At Little Wenatchee Falls, the river drops about 60 ft in a series of cascades.

==Recreation==
For part of its 7.2 mi length, the Little Wenatchee Trail follows the river. The trail runs from a trailhead at the end Little Wenatchee River Road to the Pacific Crest Trail. The Little Wenatchee Ford Trailhead also provides access to Cady Creek Trail, Cady Ridge Trail, and Poe Mountain Trail.
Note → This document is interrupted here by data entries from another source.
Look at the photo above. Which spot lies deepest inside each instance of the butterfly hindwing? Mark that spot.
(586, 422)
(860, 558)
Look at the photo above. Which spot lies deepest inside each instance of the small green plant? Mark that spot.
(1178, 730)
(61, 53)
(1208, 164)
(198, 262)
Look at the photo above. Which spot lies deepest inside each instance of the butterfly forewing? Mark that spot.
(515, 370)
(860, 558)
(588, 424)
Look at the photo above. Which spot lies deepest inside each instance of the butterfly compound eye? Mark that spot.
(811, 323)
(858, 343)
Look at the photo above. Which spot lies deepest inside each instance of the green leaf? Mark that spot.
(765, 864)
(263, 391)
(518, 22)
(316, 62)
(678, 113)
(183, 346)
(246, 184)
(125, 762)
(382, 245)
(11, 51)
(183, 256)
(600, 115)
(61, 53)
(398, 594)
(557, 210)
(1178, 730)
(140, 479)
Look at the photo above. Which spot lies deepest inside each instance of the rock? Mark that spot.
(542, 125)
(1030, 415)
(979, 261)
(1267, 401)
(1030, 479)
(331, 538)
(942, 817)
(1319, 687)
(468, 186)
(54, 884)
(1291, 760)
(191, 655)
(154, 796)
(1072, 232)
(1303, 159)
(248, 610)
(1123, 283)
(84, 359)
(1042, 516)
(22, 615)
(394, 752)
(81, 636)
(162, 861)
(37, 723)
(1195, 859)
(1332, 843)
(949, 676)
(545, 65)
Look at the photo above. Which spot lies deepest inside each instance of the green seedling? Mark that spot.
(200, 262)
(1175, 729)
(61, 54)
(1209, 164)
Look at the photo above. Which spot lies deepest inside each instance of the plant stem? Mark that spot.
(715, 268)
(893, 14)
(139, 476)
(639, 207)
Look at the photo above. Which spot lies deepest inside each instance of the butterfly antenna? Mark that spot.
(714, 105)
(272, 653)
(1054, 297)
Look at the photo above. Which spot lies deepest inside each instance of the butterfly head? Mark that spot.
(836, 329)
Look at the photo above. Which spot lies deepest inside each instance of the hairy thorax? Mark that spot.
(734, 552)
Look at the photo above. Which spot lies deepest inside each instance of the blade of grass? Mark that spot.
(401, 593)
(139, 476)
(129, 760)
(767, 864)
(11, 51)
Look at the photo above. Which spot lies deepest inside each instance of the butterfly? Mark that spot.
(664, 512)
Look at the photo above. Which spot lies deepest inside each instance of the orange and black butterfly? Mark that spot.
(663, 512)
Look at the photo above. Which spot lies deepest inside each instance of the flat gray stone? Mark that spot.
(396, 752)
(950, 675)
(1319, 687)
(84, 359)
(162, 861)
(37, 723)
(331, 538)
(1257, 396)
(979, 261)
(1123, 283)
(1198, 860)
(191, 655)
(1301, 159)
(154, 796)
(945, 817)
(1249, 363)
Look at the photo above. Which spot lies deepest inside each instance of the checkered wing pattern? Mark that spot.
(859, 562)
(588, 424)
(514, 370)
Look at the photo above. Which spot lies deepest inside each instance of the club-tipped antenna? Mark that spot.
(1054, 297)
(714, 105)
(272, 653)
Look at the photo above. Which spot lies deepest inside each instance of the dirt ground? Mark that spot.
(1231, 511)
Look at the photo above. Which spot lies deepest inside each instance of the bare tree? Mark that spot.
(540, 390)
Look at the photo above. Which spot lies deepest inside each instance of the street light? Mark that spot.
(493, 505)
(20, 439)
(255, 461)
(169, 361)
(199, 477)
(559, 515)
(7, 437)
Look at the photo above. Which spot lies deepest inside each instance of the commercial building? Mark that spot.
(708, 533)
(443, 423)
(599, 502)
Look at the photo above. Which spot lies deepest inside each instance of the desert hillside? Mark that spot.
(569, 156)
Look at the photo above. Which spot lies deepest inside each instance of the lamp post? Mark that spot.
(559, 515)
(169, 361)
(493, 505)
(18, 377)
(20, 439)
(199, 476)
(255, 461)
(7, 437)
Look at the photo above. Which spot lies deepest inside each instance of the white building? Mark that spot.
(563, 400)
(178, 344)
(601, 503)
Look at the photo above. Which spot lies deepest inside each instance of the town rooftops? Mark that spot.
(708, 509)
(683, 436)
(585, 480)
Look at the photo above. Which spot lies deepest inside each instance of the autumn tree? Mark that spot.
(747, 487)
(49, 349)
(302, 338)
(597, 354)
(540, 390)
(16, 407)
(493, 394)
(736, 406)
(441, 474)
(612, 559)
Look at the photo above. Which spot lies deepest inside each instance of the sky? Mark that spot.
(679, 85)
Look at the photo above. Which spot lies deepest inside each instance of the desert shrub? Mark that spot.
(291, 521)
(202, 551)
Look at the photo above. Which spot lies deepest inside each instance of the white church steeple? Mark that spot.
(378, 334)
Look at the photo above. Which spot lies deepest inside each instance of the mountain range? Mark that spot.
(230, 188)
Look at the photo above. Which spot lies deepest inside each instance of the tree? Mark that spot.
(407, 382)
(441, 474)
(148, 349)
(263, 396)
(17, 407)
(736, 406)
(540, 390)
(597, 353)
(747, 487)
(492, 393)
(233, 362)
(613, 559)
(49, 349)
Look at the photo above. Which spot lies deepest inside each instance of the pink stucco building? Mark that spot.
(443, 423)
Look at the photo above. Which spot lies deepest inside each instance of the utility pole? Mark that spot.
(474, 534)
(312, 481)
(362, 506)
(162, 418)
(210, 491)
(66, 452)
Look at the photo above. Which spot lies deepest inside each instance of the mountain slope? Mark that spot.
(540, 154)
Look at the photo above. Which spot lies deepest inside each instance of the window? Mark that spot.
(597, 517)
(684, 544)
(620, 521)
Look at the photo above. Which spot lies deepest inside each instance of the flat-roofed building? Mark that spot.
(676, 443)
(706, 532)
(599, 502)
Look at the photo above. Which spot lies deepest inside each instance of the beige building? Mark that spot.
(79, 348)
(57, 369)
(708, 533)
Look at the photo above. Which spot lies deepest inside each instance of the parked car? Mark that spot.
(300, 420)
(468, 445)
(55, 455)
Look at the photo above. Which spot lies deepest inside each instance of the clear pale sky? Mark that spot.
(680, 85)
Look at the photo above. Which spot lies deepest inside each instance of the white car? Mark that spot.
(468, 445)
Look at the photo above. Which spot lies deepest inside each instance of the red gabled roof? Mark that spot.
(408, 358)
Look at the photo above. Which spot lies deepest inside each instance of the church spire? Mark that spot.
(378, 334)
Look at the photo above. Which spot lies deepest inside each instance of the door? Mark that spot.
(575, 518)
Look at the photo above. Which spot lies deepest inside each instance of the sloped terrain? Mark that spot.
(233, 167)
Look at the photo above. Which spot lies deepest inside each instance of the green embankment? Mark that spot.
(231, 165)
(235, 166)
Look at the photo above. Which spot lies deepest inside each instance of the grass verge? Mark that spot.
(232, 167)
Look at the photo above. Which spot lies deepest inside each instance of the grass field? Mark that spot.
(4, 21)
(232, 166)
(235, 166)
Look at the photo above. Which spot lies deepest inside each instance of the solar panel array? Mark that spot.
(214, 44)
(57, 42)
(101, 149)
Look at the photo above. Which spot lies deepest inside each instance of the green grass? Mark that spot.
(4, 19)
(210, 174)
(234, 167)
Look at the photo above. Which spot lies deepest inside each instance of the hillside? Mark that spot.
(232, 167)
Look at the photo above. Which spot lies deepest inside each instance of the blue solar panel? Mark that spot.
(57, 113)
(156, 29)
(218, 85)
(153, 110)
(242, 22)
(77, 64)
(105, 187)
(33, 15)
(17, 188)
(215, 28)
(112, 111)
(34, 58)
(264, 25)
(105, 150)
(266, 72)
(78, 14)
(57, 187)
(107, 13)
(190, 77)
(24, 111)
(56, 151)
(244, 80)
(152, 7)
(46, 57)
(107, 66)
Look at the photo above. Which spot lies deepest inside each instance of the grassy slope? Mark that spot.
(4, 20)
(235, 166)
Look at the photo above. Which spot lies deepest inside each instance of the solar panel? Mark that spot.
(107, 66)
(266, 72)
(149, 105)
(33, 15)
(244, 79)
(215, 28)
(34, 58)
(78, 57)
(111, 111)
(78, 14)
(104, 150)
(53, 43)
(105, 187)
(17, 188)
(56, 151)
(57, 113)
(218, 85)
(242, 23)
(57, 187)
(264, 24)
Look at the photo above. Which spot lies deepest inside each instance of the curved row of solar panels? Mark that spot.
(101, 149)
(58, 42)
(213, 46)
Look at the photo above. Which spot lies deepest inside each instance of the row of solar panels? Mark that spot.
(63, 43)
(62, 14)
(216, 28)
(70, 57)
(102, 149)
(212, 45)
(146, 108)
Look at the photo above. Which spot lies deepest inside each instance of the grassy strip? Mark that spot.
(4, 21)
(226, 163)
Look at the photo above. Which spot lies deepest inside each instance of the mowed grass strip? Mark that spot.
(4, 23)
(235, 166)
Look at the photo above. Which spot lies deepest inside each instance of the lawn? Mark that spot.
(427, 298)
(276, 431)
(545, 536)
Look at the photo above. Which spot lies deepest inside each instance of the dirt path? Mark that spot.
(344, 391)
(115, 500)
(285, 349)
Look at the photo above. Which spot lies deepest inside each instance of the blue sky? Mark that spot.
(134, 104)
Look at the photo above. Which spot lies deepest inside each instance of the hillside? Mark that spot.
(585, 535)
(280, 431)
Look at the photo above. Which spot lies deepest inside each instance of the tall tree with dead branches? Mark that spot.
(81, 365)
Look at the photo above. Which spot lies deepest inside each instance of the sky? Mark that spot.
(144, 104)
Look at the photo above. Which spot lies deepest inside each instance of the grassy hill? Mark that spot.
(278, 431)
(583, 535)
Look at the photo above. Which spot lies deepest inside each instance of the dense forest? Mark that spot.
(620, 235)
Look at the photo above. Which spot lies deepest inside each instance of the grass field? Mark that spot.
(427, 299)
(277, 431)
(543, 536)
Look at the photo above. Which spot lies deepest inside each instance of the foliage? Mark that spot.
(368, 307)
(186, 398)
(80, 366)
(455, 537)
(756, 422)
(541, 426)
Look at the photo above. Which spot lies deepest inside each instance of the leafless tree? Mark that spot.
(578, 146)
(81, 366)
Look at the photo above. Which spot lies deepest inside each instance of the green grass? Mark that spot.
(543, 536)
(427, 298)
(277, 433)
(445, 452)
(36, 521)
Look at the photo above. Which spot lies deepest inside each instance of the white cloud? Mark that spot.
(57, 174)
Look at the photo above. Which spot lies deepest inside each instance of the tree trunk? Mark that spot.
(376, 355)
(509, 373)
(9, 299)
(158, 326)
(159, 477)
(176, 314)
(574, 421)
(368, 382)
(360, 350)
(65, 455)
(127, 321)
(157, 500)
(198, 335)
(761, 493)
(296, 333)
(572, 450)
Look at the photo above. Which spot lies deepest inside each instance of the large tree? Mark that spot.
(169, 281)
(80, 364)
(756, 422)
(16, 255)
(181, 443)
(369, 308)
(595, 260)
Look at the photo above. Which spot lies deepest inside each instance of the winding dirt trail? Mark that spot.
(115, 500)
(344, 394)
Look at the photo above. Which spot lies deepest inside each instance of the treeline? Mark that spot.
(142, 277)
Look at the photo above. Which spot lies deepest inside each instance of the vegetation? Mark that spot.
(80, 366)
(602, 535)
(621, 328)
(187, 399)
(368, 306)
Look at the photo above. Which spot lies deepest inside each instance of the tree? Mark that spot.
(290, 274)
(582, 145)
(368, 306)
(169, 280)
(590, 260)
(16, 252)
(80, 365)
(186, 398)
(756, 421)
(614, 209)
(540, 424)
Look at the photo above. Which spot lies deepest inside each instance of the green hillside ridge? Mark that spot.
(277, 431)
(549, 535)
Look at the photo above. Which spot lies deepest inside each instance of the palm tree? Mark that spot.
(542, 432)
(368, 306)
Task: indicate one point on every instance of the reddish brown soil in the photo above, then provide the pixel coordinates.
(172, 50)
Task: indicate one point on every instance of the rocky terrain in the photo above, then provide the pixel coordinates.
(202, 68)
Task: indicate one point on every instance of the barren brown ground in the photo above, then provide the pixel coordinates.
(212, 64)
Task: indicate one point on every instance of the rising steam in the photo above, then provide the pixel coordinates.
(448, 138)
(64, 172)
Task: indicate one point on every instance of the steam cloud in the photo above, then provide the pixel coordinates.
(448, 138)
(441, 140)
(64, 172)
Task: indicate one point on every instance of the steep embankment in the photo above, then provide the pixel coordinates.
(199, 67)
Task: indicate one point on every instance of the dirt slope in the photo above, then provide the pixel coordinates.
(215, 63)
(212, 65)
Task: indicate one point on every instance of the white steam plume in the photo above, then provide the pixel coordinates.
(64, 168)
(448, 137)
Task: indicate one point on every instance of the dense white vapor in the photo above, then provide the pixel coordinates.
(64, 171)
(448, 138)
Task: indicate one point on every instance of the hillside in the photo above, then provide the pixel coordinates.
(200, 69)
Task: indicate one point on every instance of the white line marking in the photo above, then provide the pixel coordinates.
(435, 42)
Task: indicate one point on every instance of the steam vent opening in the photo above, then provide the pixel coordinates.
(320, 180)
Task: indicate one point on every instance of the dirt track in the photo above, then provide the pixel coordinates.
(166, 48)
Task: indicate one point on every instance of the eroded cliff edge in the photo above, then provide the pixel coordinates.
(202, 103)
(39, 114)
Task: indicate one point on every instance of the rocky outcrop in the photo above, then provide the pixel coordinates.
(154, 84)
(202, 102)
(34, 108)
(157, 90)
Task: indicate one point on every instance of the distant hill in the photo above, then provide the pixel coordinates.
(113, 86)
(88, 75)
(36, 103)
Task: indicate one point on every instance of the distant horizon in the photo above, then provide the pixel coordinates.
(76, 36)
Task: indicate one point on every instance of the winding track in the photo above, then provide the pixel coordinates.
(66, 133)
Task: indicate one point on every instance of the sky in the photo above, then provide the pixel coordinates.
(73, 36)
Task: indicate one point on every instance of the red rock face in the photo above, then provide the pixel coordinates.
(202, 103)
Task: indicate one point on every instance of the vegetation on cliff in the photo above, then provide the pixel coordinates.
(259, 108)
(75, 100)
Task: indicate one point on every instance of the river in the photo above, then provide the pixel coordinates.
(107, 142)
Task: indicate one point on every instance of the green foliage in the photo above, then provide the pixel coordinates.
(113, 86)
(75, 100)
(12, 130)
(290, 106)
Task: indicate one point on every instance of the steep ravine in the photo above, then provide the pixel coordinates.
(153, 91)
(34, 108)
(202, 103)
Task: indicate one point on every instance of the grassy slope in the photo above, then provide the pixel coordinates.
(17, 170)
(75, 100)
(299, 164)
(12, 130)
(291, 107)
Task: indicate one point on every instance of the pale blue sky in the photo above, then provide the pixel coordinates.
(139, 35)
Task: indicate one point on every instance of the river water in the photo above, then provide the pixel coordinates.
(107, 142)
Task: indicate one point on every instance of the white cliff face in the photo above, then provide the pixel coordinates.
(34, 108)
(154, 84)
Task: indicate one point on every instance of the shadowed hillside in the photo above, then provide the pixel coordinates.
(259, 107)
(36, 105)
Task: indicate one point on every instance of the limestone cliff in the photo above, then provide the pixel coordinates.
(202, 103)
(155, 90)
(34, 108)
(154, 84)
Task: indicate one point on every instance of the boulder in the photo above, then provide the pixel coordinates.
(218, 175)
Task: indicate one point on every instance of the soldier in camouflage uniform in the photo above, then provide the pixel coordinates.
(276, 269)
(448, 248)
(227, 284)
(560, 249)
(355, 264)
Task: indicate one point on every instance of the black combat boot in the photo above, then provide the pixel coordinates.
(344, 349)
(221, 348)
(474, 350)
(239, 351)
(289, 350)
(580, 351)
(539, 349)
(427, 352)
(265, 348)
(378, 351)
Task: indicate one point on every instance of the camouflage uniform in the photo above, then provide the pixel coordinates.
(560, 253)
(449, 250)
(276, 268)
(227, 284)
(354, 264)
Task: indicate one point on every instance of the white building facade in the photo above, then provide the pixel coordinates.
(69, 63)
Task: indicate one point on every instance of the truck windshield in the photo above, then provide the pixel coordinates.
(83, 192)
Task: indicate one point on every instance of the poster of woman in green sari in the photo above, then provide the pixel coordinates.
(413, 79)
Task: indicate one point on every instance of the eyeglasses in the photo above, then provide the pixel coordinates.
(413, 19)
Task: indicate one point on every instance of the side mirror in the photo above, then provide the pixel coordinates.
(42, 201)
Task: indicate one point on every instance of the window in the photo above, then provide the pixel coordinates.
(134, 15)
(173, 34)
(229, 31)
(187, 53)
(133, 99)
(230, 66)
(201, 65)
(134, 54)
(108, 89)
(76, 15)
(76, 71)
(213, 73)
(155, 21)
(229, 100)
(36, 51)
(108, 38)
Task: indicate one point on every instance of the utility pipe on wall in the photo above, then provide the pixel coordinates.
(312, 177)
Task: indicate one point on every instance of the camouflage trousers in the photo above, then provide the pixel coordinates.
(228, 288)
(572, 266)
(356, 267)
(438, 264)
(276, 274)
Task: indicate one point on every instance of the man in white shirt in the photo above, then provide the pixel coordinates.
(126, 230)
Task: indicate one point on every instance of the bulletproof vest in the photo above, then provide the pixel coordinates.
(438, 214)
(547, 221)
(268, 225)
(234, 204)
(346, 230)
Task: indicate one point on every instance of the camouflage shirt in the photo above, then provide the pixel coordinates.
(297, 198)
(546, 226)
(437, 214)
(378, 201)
Soda Springs Campground, 9 mi from Lake Wenatchee, has 5 campsites and a vault toilet. There is a natural soda spring here that bubbles cool mineral water up from underground. It is not entirely clear if the water is safe for consumption. Lake Creek Campground is along the Little Wenatchee 11 mi upstream of Lake Wenatchee. The campground consists of 7 sites spread under an open but shady section of forest a short walk from the river. There are 2 pit toilets but no other amenities. A short loop trail leaves from the campground and follows the river for a ways leading you past two beautiful pools for fishing or swimming in hot weather.